The 29-year-old recently received the Allan Border Medal for best Australian player of the season and, with last month's arrival of daughter, Indi Rae, to join wife Candice and first born Ivy Mae, he appears to have bevelled the edges off a rough-sawn persona.
Warner's Captain Caveman antics - entrenched by hissing "speak English" at Indian batsman Rohit Sharma during an altercation last year, whacking English batsman Joe Root in the face at Birmingham's Walkabout bar in 2013, and getting into a tweeting stoush with a couple of veteran Australian journalists before that England tour - appear to be mellowing.
He appears to be a devoted father and, in his media conferences during the test series between New Zealand and Australia before Christmas, gave forthright answers which hinted more at a passionate sportsman than boorish sledger.
Still, crossing the line between banter and bullying, or amusing and arrogant, can be as narrow as the popping crease in a tight run-out.
Warner looks to have distanced himself from the Sharma situation, a circumstance which prompted New Zealand great Martin Crowe to call for cricket to introduce yellow and red cards.

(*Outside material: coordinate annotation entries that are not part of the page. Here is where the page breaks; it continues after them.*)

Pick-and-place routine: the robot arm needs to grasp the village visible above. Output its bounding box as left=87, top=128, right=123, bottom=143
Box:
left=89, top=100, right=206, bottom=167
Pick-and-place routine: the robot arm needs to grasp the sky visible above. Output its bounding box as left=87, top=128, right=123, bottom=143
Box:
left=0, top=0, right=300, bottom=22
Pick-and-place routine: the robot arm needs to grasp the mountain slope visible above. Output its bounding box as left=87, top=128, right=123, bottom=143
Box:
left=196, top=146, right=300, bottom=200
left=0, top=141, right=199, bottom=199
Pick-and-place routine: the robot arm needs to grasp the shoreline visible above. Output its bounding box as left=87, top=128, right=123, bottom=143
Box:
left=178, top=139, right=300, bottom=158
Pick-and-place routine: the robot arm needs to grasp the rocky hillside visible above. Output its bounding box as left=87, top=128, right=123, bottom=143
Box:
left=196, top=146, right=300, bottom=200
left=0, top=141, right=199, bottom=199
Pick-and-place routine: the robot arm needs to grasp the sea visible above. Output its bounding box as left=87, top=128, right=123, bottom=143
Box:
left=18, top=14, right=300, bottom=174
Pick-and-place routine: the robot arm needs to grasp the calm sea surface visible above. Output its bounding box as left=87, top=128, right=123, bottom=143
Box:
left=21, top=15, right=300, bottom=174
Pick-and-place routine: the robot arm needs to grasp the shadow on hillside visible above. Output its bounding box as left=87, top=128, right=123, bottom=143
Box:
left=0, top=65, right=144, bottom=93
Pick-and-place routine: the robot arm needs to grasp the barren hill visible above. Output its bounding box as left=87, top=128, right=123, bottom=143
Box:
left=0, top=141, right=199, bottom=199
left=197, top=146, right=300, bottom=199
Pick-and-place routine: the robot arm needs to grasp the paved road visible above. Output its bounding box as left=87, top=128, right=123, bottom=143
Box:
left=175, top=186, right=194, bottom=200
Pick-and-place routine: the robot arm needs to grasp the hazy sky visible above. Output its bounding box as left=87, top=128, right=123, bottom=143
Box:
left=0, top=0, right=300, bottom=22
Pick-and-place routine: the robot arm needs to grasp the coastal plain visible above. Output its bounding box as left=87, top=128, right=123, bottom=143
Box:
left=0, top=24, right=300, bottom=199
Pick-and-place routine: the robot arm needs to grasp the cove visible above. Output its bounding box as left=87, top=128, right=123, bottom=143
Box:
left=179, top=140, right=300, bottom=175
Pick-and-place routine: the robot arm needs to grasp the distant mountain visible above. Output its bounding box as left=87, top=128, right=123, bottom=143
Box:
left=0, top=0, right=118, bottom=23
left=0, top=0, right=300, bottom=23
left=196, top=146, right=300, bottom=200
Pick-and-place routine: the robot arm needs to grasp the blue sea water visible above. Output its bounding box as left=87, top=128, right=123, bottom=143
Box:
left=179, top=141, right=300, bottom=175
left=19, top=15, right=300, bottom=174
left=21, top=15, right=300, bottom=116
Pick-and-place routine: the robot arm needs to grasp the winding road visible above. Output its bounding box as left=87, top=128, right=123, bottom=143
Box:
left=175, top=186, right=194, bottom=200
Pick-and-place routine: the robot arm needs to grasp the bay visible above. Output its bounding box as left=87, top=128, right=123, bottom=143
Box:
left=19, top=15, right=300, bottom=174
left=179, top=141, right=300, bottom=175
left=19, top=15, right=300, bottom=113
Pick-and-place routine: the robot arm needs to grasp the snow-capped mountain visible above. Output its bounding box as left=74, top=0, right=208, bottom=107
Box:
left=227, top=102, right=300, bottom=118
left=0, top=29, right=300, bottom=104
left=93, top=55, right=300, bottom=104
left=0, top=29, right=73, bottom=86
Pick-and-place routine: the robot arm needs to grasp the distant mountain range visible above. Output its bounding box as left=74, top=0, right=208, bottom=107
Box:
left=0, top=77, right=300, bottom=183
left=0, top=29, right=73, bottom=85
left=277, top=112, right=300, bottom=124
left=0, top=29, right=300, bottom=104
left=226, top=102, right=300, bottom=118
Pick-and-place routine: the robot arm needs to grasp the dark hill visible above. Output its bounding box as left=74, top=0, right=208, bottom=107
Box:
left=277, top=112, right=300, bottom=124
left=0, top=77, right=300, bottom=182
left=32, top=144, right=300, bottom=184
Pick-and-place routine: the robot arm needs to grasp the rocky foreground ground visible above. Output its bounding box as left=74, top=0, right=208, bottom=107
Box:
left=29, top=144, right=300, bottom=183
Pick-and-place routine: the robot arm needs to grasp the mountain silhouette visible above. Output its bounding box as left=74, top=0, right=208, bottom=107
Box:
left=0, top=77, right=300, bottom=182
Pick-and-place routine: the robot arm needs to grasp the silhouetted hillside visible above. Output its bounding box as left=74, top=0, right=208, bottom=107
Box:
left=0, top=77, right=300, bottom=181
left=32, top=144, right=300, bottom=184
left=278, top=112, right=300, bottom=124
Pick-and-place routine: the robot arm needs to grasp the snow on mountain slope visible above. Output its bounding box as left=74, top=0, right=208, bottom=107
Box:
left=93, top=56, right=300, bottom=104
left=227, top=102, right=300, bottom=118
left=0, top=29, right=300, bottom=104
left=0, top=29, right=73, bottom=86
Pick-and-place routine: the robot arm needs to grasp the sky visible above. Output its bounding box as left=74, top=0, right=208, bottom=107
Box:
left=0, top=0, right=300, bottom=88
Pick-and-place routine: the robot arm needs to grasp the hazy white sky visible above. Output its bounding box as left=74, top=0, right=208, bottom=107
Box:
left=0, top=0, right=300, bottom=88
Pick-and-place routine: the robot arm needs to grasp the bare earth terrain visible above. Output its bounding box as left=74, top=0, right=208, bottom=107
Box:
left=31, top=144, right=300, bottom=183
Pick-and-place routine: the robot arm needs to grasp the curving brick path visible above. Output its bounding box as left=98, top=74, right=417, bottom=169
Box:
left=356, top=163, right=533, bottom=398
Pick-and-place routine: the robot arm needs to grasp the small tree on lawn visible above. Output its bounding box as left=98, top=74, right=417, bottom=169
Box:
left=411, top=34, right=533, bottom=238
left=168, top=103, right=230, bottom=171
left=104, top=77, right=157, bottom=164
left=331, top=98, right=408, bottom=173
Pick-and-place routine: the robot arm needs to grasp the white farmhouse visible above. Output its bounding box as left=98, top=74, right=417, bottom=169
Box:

In an excoriating Cricinfo column, Crowe wrote of Warner's "hideous energy".
He admitted Warner could play but said "he is the most juvenile cricketer I have seen".
Yet Warner has given every indication of improvement, both through his cricket and interview candour.
Once a legside slogger who played T20s and ODIs before making his first-class debut, Warner is now the Australian vice-captain, has 16 test centuries and was the fourth-fastest of his countrymen to 4000 test runs.
Finding sportspeople willing to proffer an opinion beyond their craft, while avoiding a scroll of cliches, can be unusual. The media are prone to devouring anything, especially when deadlines and space requirements loom.
But Warner has delivered.
For instance, he was asked last year for his thoughts on New Zealand captain (and Daily Mail columnist) Brendon McCullum's criticism of Steve Smith, when the Australian captain declined the chance to call back England's Ben Stokes for obstruction during an ODI.
"In my opinion it was something that was quite poor and immature on his behalf to make the comment about Steve," Warner said.
"His opinion is going to be heard worldwide but you can't be talking about the players the way he did."
By way of balance, Warner acknowledged McCullum had "done a great job with the Kiwis. He's trying to make them the world's most polite team, and well done to him".
Irrespective of your thoughts on Warner or McCullum, at least the Australian delivered a frank, genuinely-held belief. Such divergence of opinion, in a game sometimes steeped in homogeneity, must be celebrated.
If Warner continues in this candid vein, and without breaching others' human rights, he will be remembered as a real human being rather than a public relations-driven robot who can bat and field a bit.
That is to be commended as much as any cricket skill.